The Guide is also your access point to the new Party system, where you can gather eight of your friends together in a voice-chat channel and move the group between games. You don't even have to be doing the same thing: you can just chat along regardless. And because it's a service layer, it automatically works with all your existing games. Gears of War treats it like it's always been there. Instead of inviting a player, you invite the group; instead of ending a session and having to reassemble for another, you stay together. You can open it up to friends or set it to be invite-only, and while it's one of NXE's quieter additions, it's also its most authoritative statement: this is Microsoft saying, "We figured we might need to do something like this, so we made sure we could."
It's a fitting place to end our tour of the New Xbox Experience, because, as a whole, it demonstrates that while Microsoft did not anticipate the demand for platform-level grouping, visual social features like Avatars, nor the sheer volume of content Xbox Live Marketplace would come to host, it set in place foundations as best it could, and is now reaping the rewards. By compartmentalising common functionality, it's been able to introduce features that not only improve future Xbox games, but improve old ones too.

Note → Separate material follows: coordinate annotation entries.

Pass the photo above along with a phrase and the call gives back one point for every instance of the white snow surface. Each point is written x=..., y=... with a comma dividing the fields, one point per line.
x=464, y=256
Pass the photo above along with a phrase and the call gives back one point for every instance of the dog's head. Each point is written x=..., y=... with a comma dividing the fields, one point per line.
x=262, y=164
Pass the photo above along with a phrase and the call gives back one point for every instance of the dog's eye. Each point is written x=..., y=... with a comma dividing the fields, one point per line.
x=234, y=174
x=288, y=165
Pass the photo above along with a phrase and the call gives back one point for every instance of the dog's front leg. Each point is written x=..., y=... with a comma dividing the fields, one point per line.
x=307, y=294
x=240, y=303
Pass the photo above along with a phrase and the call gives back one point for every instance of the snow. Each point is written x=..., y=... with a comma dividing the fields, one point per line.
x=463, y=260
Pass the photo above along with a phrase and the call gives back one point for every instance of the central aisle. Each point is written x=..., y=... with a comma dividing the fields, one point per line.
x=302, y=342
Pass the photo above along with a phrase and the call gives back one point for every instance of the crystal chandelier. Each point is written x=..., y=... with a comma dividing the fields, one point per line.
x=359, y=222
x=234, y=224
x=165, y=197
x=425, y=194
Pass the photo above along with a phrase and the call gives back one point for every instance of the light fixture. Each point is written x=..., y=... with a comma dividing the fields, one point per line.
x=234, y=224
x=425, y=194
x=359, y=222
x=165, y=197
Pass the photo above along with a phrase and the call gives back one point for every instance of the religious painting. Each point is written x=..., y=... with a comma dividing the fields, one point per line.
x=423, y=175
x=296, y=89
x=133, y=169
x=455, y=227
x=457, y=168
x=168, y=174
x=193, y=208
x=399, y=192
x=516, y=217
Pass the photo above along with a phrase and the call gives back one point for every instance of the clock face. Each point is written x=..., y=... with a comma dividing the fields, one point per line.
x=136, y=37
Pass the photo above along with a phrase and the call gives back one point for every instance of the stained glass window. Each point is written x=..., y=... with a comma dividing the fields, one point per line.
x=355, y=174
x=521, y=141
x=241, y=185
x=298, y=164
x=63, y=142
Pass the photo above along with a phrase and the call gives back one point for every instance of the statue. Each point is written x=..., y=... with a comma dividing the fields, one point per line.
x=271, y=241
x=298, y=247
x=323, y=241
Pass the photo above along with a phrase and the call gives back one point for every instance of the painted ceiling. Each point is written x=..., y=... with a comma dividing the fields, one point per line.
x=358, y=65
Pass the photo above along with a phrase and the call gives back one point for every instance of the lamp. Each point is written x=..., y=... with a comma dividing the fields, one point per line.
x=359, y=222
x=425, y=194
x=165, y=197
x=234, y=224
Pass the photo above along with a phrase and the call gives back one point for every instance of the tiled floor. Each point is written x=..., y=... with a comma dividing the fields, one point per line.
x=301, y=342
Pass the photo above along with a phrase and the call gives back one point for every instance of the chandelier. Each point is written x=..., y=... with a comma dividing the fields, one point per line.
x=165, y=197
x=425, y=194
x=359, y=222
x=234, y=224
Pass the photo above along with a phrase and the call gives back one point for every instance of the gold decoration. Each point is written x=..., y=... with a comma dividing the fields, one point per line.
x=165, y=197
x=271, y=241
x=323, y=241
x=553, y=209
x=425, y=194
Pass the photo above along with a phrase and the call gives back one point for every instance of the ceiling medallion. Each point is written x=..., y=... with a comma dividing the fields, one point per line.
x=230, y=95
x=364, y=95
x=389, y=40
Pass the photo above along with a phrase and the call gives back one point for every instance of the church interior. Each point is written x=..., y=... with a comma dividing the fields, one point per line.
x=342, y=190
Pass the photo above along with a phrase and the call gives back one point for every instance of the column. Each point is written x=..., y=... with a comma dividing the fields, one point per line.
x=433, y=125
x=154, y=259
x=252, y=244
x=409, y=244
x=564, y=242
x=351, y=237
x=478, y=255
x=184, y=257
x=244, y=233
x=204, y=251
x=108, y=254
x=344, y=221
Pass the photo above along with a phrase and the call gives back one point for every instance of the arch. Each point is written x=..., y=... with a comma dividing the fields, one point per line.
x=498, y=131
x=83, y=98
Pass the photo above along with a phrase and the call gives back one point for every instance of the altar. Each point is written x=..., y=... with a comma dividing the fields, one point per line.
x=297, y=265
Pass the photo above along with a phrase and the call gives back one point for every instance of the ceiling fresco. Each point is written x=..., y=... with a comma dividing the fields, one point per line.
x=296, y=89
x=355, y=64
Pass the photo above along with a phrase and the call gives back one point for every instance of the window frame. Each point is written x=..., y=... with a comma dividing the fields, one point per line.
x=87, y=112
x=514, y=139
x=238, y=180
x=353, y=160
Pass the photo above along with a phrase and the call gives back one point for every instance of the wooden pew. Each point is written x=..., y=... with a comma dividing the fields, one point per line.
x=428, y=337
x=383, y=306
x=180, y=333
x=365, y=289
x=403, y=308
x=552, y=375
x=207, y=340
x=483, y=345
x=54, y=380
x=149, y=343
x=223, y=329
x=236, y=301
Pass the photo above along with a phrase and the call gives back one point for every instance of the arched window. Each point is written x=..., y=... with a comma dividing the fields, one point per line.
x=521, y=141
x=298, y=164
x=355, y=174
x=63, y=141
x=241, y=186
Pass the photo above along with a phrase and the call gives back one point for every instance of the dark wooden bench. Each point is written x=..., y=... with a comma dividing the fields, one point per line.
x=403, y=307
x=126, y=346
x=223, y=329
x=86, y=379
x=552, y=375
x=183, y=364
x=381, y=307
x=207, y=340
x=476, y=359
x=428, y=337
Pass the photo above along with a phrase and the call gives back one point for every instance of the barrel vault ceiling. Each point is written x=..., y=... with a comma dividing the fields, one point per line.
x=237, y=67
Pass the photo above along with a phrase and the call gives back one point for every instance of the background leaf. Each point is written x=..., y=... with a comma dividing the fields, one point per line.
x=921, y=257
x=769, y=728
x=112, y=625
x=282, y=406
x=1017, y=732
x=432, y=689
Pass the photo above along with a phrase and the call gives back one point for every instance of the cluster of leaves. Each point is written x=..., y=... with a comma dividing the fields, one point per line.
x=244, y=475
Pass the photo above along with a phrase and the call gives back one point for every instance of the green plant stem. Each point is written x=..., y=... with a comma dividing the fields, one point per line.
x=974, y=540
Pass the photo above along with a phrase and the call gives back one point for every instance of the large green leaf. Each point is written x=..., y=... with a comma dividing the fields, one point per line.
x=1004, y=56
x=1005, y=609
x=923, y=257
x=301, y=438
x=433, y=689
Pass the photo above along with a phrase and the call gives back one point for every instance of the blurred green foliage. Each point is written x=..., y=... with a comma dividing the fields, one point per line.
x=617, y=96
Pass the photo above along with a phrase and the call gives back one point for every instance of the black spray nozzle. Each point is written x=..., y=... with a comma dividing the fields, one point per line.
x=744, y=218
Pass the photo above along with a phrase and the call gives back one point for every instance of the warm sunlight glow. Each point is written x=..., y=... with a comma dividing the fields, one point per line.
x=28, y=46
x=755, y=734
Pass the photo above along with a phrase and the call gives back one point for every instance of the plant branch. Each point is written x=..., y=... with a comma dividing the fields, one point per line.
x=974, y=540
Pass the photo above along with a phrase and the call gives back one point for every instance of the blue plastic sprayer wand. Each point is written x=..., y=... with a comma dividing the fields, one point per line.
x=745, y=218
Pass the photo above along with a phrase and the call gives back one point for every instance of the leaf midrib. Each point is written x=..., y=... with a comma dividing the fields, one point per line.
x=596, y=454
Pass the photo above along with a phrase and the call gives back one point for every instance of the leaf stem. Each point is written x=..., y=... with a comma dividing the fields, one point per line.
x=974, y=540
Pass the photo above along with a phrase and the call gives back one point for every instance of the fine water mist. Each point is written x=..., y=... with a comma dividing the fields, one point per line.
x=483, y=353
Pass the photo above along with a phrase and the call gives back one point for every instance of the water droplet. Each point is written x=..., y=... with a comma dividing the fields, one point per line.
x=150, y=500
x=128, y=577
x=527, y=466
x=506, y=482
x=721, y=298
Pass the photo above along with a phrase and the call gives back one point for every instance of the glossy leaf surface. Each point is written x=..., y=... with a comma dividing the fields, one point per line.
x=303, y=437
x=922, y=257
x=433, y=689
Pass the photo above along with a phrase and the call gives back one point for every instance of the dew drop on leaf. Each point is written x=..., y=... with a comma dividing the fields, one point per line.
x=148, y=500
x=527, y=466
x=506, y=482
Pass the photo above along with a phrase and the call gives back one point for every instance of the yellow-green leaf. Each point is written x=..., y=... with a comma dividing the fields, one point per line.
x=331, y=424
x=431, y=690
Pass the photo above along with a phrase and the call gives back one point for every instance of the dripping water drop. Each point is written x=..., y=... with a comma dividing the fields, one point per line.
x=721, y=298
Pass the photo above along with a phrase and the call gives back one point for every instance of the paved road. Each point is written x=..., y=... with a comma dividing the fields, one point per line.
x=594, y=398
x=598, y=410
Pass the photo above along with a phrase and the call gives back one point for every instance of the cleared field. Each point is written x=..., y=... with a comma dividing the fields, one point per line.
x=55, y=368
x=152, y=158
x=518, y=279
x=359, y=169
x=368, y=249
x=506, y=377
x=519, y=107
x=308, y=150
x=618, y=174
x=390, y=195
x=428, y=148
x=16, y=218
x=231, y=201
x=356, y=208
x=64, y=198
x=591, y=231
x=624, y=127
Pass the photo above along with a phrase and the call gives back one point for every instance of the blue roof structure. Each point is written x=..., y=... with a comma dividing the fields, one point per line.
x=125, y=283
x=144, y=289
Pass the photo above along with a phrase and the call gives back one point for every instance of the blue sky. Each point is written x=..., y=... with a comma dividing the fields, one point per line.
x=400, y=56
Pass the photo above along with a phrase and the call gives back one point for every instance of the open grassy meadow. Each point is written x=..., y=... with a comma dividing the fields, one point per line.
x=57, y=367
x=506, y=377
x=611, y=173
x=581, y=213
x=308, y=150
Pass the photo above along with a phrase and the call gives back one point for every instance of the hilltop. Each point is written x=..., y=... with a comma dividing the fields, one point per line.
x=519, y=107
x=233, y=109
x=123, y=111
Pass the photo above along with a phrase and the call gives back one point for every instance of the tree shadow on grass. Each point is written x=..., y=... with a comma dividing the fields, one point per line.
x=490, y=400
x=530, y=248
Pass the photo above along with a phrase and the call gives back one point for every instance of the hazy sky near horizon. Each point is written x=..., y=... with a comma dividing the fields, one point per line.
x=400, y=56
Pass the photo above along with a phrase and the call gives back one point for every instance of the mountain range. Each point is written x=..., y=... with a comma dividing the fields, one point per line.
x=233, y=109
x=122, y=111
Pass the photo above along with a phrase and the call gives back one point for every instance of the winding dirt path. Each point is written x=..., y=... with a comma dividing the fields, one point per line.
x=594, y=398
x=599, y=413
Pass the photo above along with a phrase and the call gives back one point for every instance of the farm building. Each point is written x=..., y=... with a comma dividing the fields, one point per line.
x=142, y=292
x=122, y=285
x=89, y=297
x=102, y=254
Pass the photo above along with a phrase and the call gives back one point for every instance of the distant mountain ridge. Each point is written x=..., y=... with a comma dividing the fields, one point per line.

"Serendipitous discovery of content" rings a little hollow - right, thanks for all the new ads - but, as Parties demonstrate, there will be headroom into which to manoeuvre, and we wouldn't be surprised if one of next year's iterations introduces something like Digg spliced with Major Nelson's blog to really empower the community Microsoft professes to love and live up to the serendipity mantra. As Community Games shower from the XNA heavens (or bedrooms), it'll be interesting to see how the Marketplace functionality evolves.
For now though it's smoother and easier than ever, and concerns we had beforehand about that 90MB first-in-first-out cache and the chances of staring at screens waiting for stuff to load in prove to have been misplaced. The background downloads are quick, quiet and have no impact on performance, which is brisk throughout, and whichever of the Live team's programmers spent weeks optimising the new Guide to make the most of its slender resource deserves a pat on the back.
Individual games' shopfronts are better organised, more descriptive and certainly impactful.
If the Party system is NXE's biggest chest-puff, then the Guide is its smartest flourish, replicating the old dash almost to the word, and thereby giving hardcore users with no need for a flashy UI the means to resist NXE's charms almost permanently, and giving those who find it all slightly overwhelming a stable, familiar core around which to plan their forays into the new functionality. And once they get past that initial feeling of a world turned upside down, the Guide panel resumes its periphery role.
It's a great progression, topping off a great dashboard reboot, and in light of Sony's recent struggles - endless Trophy patches with no retroaction, most notably - it reinforces the widely held view that Microsoft is winning in software and will continue to do so. All that remains, following NXE's 19th November launch, is whether the Xbox 360 hardware now holds up for as long as the guts of Kutaragi's swansong, and how much of the New Xbox Experience's progressive thinking Sony will discover it needs to incorporate in the months and years to come. By then, expect Microsoft's software engineers to be well into the next New Xbox Experience, because as this one demonstrates, they're well aware that needs change and how to prepare for them.
New Xbox Experience launches on 19th November as a free download.